REPUBLIKA.CO.ID, JAKARTA -- Pengamat Transportasi Danang Parikesit menilai basis pengenaan pajak untuk transportasi daring harus jelas. Akan tetapi, pajak transportasi daring dinilainya wajar dikenakan pada pekerja independen yang memperoleh pendapatan atas usanya.
''Kalau yang mau dikenakan pajak, harus jelas basis pengenaannya,'' kata Danang, saat dihubungi, Rabu (19/7).
Sebelumnya, pemerintah berencana memungut pajak dari layanan transportasi daring. Perusahaan transportasi akan dikenai pajak pertambahan nilai (PPN) dan pajak penghasilan (PPh).

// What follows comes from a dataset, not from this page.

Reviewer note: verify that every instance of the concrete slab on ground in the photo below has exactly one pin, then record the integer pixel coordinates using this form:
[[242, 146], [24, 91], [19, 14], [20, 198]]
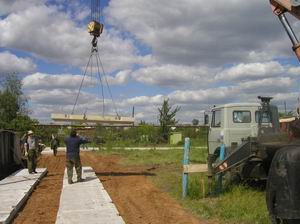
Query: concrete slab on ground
[[15, 190], [48, 150], [86, 202]]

Ia menjelaskan, perusahaan layanan daring yang berbadan hukum Indonesia akan terkena pajak perusahaan dan PPN. Sementara, bagi pengemudi atau kontraktor independen, akan terkena pajak atas usahanya dalam bentuk pajak penghasilan (PPh)
Menurutnya, jika perjanjian dengan penyedia layanan daring dalam bentuk badan usaha koperasi, maka koperasi harus membayar pajak usaha/keuntungan. ''Kesemuanya itu sudah diatur dalam UU Perpajakan. Jadi tidak ada jenis pajak baru yang harus dikenakan,'' kata Danang.
Ia menambahkan, pengemudi transportasi daring bisa disebut kontraktor independen atau perusahaan perorangan yang mengikat kontrak. Sehingga, mereka memperoleh pendapatan usaha atas kontrak tersebut. Dengan demikian, pengemudi memiliki kewajiban membayar pajak atas usaha tersebut.
''Yang harus dicek, apakah pihak perusahaan layanan online yang membayarkan pajak (sebagai wajib potong) atau para kontraktor tersebut yang membayarkan sendiri,'' ucap dia.
Di Amerika Serikat, kata Danang, pembayaran penyedia layanan transportasi daring langsung mendapat potongan pajak. Kondisi ini bisa terjadi karena sudah adanya nomor wajib pajak kontraktor independen.